GERMANY – Global custodian JP Morgan Investor Services (JPMIS) says it had a bumper year in the German marketplace in 2002. Assets for which it acts as depot bank and custodian doubled to 40 billion dollars (37 billion euros) during the year, with total client assets under custody increasing to 80 billion dollars.

Arnulf Manhold, business executive, JPMIS, in Frankfurt, reckons that the need for global custodians has grown in Germany, particularly in relation to the Spezialfonds business development. With the growth in use of the Master KAG structure, institutional investors are increasingly using international investment advisers along with a global custodian and just using the local depot bank for administration.

"This trend to greater flexibility in the funds market benefits us," he says. The majority of the new 20 billion dollar depot bank related business that JPMIS won was for clients looking for Master KAG arrangements.

Manhold believes that fewer and fewer of the domestic custodians in Germany can cope with the reporting requirements for Spezialfonds KAG business, which the international custodians now handle routinely. All the new business was transitioned in December of last year. "This involved a lot of extra work," he says.
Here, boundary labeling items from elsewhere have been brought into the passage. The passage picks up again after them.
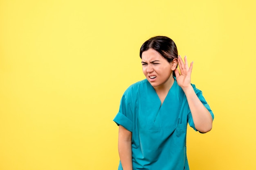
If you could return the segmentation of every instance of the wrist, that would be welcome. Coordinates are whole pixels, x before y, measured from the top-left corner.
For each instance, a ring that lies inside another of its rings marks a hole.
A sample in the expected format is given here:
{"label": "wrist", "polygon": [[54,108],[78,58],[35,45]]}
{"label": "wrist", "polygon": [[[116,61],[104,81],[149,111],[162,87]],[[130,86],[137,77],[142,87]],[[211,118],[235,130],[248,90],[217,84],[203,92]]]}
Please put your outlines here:
{"label": "wrist", "polygon": [[186,96],[191,92],[194,92],[194,89],[193,89],[193,87],[191,84],[186,87],[182,87],[182,89]]}

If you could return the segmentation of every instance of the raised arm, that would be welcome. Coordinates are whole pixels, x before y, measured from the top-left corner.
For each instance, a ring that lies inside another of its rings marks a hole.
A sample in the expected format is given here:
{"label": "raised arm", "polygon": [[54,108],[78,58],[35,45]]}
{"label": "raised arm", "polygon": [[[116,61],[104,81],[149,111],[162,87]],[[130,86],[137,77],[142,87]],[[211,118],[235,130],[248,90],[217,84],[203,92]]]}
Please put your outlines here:
{"label": "raised arm", "polygon": [[193,63],[189,68],[186,57],[184,63],[180,56],[178,58],[180,74],[177,69],[175,70],[178,85],[182,89],[186,97],[189,108],[196,129],[202,133],[211,131],[213,119],[210,112],[201,102],[191,83],[191,77]]}
{"label": "raised arm", "polygon": [[121,125],[118,132],[118,152],[124,170],[132,170],[132,133]]}

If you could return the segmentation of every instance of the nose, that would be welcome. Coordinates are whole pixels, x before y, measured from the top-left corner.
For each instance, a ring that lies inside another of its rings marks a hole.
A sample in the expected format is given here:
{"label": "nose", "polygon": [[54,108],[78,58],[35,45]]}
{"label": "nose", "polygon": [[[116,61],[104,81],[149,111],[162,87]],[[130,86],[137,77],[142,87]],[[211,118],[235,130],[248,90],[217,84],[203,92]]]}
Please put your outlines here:
{"label": "nose", "polygon": [[147,72],[151,73],[153,72],[153,71],[154,69],[153,69],[152,64],[151,64],[151,63],[148,64],[148,67],[147,67]]}

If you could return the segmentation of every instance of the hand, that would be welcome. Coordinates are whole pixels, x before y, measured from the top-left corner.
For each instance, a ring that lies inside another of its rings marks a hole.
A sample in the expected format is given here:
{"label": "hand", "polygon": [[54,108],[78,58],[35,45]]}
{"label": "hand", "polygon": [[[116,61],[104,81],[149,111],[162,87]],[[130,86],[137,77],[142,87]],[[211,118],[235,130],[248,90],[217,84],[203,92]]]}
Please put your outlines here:
{"label": "hand", "polygon": [[185,63],[183,62],[180,55],[179,55],[177,60],[178,64],[180,70],[180,74],[179,72],[179,70],[177,68],[175,69],[174,72],[176,75],[176,79],[178,85],[184,91],[191,87],[191,73],[193,67],[193,62],[192,62],[190,63],[190,66],[189,68],[188,61],[186,56],[184,57]]}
The staff numbers were increased to 80 in Frankfurt.

The other 20 billion dollars under custody comes from a number of sources, It includes large corporate clients who use global custodians for direct investments and makes up to around 7 billion dollars in assets. "We also act as the global custodian for the Deka Bank, for assets in public funds and Spezialfonds outside Germany, plus the business of a number of the smaller bank groups."

The wins in 2002, included five unidentified major corporates, much of which was for depot bank business for their sub-advisory depot business.

Looking forward, Manhold believes there is still a huge volume of assets available to the international custody groups, with JPMIS very well positioned to win this, with State Street preoccupied, in his view, in acquiring the Deutsche Bank business. BNP Paribas has still to make its mark on market as a relative newcomer without a long track record. "We have a lot of requests for proposals in the pipeline. The outlook for the German market is very exciting," he says.